(1) The supply of doctors (and other health professionals) is restricted by licensing, not driven by the demand for their services.
(2) The price of health care is not determined by supply and demand, but by various regulatory arrangements and bulk agreements which often do not involve either the producers (doctors, hospitals, etc.) or the consumers (patients) of the services. So the parties who are determining the prices are the ones with the least possible stake in the outcome.
(3) The consumers of health care, patients, are almost always unaware of the cost of the services they are getting, so they have no way of knowing whether those services are worth more than they cost, and hence no way of signaling where health care is being inefficiently provided.

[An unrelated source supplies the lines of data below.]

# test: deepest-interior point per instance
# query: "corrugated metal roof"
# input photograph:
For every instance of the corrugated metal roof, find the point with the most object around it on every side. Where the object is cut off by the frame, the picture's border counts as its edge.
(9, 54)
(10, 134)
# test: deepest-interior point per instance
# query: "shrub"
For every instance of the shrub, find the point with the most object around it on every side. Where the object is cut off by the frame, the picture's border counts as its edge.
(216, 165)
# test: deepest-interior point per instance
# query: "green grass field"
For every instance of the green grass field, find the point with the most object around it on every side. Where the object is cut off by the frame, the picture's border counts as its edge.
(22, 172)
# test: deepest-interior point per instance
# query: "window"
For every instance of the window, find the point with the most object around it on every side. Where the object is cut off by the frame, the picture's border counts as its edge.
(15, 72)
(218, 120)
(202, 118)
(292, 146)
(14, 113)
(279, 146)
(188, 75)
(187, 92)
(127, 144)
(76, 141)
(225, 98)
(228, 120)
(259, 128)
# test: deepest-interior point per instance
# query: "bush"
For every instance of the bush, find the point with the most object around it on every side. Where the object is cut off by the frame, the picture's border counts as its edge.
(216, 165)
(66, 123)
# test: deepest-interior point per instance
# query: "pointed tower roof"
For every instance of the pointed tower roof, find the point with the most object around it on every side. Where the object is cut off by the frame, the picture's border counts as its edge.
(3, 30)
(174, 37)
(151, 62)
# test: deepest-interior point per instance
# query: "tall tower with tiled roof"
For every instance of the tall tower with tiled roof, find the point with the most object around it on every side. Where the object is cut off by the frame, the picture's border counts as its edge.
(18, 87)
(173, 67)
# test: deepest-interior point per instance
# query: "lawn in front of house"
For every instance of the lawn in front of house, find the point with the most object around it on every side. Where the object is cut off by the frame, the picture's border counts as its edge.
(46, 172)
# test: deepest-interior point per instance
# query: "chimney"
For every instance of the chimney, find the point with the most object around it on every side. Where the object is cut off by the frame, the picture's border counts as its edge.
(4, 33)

(4) What the US healthcare system calls "health insurance" is actually a combination of insurance and prepaid health care. Insurance is supposed to be for unforeseen costly events, but most health care does not consist of unforeseen costly events but of predictable expenses (annual physicals, shots) and unforeseen not very costly events (you go to the doctor with the flu, get an exam, and are told to rest and drink lots of fluids).
(5) Prescription drugs are regulated by a regime (the FDA) that is heavily penalized if an approved drug has any bad effects whatsoever, but suffers no penalty whatsoever for keeping helpful drugs off the market for years while they undergo "testing" and hence depriving large numbers of people of their benefits.
I'm sure there are more, but those are just the ones I came up with off the top of my head.